Qualified medical expenses.  - Qualified medical expenses are those expenses that generally would qualify for the medical and dental expenses deduction. These are explained in Pub. 502, Medical and Dental Expenses. Also, non-prescription medicines (other than insulin) aren’t considered qualified medical expenses for HSA purposes.

A medicine or drug will be a qualified medical expense for HSA purposes only if the medicine or drug:

  1. 1. Requires a prescription,

  2. 2. Is available without a prescription (an over-the-counter medicine or drug) and you get a prescription for it, or

  3. 3. Is insulin. For HSA purposes, expenses incurred before you establish your HSA aren’t qualified medical expenses. State law determines when an HSA is established. An HSA that is funded by amounts rolled over from an Archer MSA or another HSA is established on the date the prior account was established.

 Will an employer contribution reduce the amount that and individual may contribute? 

  • Your maximum contribution is reduced by any employer contributions to your HSA, any contributions made to your Archer MSA, and any qualified HSA funding distributions.

  • You can claim a tax deduction for contributions you, or someone other than your employer, make to your HSA even if you don’t itemize your deductions on Schedule A (Form 1040).

  • Contributions to your HSA made by your employer (including contributions made through a cafeteria plan) may be excluded from your gross income. The contributions remain in your account until you use them.

  • The interest or other earnings on the assets in the account are tax free. Distributions may be tax free if you pay qualified medical expenses.

Publication 969 and Form 8889

 How do I report a contribution to a HSA?

In most cases, your HSA contribution is reported in Box 12 of your W-2 with the code W (Employer Contributions to Health Savings Account). 

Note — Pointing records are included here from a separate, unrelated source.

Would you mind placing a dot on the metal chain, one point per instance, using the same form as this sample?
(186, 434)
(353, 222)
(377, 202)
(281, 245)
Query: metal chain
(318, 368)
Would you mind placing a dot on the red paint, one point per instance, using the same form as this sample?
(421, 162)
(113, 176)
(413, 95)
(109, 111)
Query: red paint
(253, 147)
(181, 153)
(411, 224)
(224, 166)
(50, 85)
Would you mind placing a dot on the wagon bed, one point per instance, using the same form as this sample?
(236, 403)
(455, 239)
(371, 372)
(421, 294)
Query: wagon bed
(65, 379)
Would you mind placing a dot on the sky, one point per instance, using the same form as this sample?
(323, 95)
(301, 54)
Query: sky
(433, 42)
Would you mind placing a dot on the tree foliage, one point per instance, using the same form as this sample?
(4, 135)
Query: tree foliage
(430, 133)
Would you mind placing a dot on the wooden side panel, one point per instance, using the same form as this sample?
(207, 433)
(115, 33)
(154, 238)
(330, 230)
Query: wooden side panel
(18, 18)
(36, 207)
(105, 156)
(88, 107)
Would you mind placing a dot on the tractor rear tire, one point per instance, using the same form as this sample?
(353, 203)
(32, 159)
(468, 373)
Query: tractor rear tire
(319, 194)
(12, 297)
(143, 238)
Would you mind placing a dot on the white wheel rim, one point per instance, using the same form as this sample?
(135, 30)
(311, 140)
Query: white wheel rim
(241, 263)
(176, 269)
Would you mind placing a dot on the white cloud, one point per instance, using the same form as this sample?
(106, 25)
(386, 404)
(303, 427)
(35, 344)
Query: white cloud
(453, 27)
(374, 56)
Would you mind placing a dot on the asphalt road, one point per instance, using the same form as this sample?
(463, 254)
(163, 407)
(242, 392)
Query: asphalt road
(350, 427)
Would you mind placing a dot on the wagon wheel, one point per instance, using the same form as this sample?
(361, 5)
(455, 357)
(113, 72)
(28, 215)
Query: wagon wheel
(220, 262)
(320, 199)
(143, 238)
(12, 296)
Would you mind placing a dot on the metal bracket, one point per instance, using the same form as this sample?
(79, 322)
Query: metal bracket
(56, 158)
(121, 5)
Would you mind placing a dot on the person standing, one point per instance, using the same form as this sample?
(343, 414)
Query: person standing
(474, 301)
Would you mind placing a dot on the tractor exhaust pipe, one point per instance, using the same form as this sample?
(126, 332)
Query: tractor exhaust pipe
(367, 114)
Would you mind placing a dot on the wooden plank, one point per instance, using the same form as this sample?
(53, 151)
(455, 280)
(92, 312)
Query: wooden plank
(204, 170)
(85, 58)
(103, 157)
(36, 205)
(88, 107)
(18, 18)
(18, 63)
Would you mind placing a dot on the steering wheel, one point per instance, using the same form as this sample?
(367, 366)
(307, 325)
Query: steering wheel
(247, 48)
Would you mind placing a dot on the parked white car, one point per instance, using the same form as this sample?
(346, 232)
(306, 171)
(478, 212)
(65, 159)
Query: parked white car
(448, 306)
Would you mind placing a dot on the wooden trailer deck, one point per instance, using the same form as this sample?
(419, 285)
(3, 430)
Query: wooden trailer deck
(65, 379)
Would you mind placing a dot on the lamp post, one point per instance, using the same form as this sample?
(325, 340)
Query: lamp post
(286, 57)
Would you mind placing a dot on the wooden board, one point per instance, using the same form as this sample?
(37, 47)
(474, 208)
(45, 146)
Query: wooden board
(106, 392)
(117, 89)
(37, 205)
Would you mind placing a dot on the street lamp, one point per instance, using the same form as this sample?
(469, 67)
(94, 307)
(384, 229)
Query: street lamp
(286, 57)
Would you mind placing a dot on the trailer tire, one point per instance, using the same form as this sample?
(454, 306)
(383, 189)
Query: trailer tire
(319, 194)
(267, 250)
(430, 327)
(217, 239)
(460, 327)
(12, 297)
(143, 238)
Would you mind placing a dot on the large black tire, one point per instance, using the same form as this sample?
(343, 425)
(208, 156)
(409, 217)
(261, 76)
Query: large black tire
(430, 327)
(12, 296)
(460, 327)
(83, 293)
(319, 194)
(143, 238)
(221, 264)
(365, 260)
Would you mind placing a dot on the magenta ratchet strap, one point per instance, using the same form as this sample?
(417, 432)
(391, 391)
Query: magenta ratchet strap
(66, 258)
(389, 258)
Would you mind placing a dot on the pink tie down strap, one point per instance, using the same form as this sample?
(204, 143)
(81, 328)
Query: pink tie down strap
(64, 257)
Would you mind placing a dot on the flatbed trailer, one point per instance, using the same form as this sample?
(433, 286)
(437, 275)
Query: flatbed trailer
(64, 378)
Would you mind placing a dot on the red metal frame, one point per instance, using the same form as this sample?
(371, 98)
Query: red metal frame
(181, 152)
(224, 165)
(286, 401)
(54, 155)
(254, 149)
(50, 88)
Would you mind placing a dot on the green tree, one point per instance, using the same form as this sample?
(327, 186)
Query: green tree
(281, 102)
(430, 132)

If it is not deducted pretax from your W2 then you will need to take an above the line contribution for after tax contributions and you miss out on the saving of FICA but you still have the tax reduction.

Tip: Code W actually reports the combined contribution – yours plus your employer's. So if you contributed $1,500 to your HSA and your employer matched it dollar for dollar, Box 12 on your W-2 would show $3,000 with a code W.